From Capability to X-Risk

<aside>

**Post VIII of the Causal Discovery Series by https://diksha-shrivastava13.github.io/**

</aside>

I believe that current AI systems lack the ability to discover and understand the causal structures governing any system in the universe. This limitation is evident across multiple benchmarks and real-world case studies. A causal understanding of the world is a necessary step toward superhuman intelligence. However, allowing this capability to emerge solely through scaling—without guardrails, human oversight, or interpretability—is playing with fire.

Imagine, for a moment, an agent which, when exposed to any system, can discern the governing rules driving each component of its subsystems and their interactive effects.
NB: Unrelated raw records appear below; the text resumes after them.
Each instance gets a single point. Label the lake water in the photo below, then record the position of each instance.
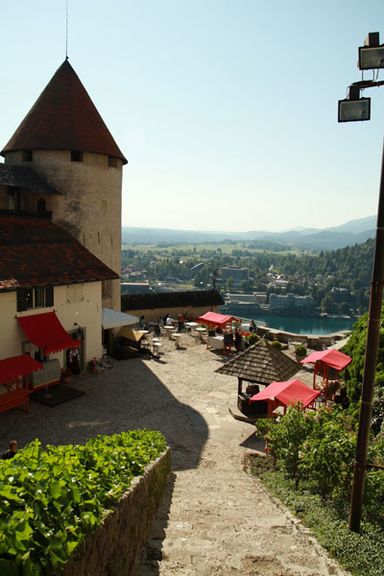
(305, 325)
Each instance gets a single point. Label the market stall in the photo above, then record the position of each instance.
(286, 394)
(328, 363)
(14, 374)
(47, 333)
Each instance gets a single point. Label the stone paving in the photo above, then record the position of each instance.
(215, 519)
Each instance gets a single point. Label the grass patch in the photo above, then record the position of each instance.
(361, 554)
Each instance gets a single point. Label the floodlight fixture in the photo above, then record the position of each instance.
(354, 110)
(371, 58)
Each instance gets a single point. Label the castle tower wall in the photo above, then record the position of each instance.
(89, 205)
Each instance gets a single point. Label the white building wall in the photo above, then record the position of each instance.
(75, 306)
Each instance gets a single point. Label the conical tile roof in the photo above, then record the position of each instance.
(261, 363)
(64, 118)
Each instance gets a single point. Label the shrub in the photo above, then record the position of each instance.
(53, 498)
(286, 437)
(327, 454)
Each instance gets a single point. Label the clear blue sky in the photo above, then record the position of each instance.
(225, 109)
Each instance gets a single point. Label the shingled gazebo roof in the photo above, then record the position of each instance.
(262, 364)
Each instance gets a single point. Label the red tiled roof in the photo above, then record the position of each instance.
(36, 252)
(64, 118)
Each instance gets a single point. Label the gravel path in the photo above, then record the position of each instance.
(215, 519)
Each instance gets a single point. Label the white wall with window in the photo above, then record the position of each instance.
(78, 306)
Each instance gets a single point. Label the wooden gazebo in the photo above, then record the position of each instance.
(259, 364)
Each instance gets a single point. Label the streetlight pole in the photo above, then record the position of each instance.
(371, 56)
(371, 349)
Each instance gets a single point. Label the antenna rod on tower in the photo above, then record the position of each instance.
(66, 29)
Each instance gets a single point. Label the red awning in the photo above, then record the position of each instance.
(46, 331)
(287, 393)
(332, 358)
(215, 319)
(12, 368)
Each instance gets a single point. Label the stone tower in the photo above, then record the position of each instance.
(65, 140)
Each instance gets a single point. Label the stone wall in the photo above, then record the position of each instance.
(115, 547)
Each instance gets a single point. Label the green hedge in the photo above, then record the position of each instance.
(53, 498)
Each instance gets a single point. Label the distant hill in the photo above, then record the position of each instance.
(347, 234)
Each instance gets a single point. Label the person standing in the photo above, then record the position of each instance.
(11, 452)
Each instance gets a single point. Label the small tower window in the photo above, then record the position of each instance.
(27, 155)
(112, 161)
(76, 156)
(41, 207)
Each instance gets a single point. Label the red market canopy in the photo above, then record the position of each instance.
(331, 358)
(47, 332)
(12, 368)
(287, 393)
(215, 319)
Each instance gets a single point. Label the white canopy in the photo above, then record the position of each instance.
(115, 319)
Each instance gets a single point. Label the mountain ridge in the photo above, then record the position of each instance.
(351, 232)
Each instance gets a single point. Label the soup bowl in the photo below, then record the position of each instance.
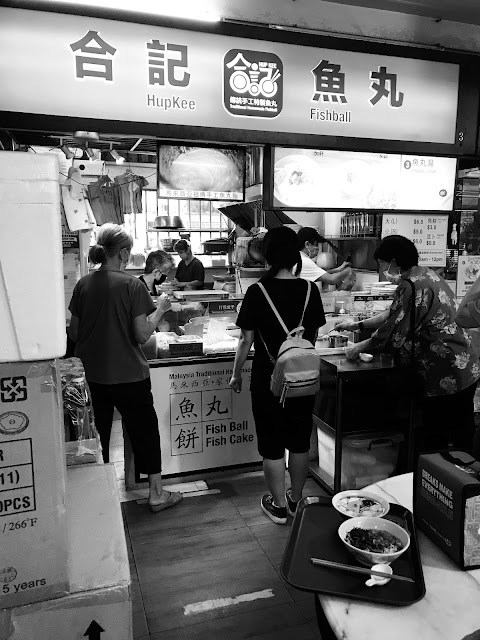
(374, 528)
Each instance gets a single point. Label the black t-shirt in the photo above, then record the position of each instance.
(288, 296)
(193, 271)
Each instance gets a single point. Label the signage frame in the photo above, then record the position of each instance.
(268, 194)
(466, 134)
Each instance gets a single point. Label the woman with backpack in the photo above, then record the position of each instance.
(280, 423)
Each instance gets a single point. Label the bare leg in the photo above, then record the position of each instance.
(298, 469)
(274, 471)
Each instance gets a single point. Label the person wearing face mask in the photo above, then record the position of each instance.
(112, 314)
(308, 240)
(157, 267)
(444, 356)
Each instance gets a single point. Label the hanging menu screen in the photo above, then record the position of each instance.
(343, 180)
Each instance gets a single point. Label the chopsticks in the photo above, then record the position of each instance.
(348, 567)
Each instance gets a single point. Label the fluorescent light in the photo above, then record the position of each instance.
(116, 156)
(184, 9)
(68, 152)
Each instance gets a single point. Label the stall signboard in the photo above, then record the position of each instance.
(344, 180)
(203, 423)
(97, 68)
(427, 232)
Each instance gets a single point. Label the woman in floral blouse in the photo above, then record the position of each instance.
(444, 356)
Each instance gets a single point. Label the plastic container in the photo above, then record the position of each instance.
(367, 457)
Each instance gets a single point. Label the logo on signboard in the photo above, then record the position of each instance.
(13, 389)
(252, 83)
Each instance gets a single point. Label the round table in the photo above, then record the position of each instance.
(450, 609)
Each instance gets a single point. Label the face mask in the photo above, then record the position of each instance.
(395, 278)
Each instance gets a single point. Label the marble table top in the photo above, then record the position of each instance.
(450, 609)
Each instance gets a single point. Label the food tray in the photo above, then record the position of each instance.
(314, 535)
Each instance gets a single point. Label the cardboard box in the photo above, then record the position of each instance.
(33, 529)
(31, 229)
(99, 604)
(446, 504)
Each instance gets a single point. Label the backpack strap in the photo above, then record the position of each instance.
(274, 309)
(284, 326)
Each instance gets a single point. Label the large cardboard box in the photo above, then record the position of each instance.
(99, 604)
(446, 504)
(33, 529)
(30, 242)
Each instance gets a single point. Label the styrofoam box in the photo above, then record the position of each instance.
(32, 319)
(33, 527)
(99, 603)
(366, 457)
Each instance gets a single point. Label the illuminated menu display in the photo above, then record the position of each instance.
(327, 179)
(429, 233)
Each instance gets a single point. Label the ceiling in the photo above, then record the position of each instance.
(466, 11)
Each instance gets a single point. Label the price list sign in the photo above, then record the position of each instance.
(427, 232)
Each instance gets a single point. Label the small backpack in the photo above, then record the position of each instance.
(296, 370)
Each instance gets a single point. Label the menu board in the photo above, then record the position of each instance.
(201, 173)
(429, 234)
(343, 180)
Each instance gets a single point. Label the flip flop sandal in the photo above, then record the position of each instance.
(173, 499)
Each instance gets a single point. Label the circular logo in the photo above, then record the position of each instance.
(13, 422)
(7, 574)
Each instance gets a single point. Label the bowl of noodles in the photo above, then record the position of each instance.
(374, 540)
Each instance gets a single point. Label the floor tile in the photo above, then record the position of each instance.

Such an agent could understand the principles behind political, social, economic, and psychological behaviour—and make subtle changes that ripple through the complex, holistic system to achieve its goals. This agent is essentially modelling the butterfly effect mathematically—something humans cannot do. This agent can understand the structure of reality, as bound by causality, and change it in ways which are not detectable.

We understand causality only looking back in time. Our perspectives carry assumptions and motivations that shape how we perceive causality—and, consequently, how we perceive the sequence of events (the relative time). Time is not absolute, and neither is causality. Since both are observer-dependent, an agent with deep causal understanding could inflict incomprehensible harm without any guardrails.

I think there’s an immediate need for focused work on safe causal discovery and for binding an AI system’s reasoning ability to external, interpretable structures—aligned with the views of Yoshua Bengio and Peter Clark. The most likely steps forward include:

Developing the ability for causal discovery under epistemic pressure for the agent;
Formal verification for the hypothesis validation loop of each assumption made by the agent;
Externalising the latent world model into an interpretable and steerable structure;
Studying the effects of perspective on a causal world model, for purposes of alignment.

Finally, I believe that there’s a world beneath the quantum world where causality holds and an agent with superhuman intelligence will be able to understand the universe.

“God does not play dice with the universe.”